Las necesidades del hoy
Frente a esta hiperexigencia por la felicidad y por preparar a nuestros hijos con cien mil actividades para un hipotético éxito, Cerrada apuesta por tener bien presentes las necesidades de nuestros hijos: “necesitan sentirse amados, comprendidos, respetados, reconocidos y conectados, tiempo de escucha, límites claros, tiempo para jugar, disfrutar de la naturaleza...”.
La psicóloga apunta a la necesidad de “dejar de perseguir la felicidad futura para centrarnos en sus necesidades hoy. Menos planes, menos extraescolares, menos agenda y más presencia”, resume. María Soto se muestra de acuerdo. Para esta experta, las necesidades de los niños y niñas son “sentir que se les tiene en cuenta (que se les acepta), sentirse capaces (que les dejemos crecer sin control excesivo) y sentirse seguros (que los adultos de su entorno les transmitan seguridad)”.

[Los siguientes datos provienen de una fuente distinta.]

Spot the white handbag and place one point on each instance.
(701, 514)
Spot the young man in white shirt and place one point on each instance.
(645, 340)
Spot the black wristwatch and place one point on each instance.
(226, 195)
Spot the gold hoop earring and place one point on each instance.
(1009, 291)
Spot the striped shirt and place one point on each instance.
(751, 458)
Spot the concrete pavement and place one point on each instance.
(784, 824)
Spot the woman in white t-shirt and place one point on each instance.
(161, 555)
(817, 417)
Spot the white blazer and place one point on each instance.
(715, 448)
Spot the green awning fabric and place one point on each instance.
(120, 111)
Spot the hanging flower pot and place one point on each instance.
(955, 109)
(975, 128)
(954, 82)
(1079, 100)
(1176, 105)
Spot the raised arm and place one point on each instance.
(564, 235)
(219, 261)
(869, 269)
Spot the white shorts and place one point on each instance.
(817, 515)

¿Cómo podemos escapar de esta presión por la perfección y la felicidad como producto de consumo? Carolina del Olmo cuenta que “hace tiempo conocí a una autora de libros de meditación para niños. Había escrito una versión de los tres cerditos en la que el cerdito mayor buscaba la felicidad acumulando dinero y poder, pero fracasaba; el segundo la buscaba en el ocio y el consumo, y también fracasaba. Mientras que el pequeño encontraba la felicidad a través del mindfulness, viviendo completamente solo en su cabañita”. Confiesa que esta versión del cuento “me pareció un mensaje terrible para cualquier ser humano, y más para un niño” y apuesta por “darle una vuelta a la idea de ”vida buena“ a la que queremos aspirar. Diría que en esa vida buena necesariamente tiene que tener cabida el compromiso, el ser capaces de establecer relaciones humanas significativas estables y duraderas. Apoyarnos en los demás, y servirles de apoyo”.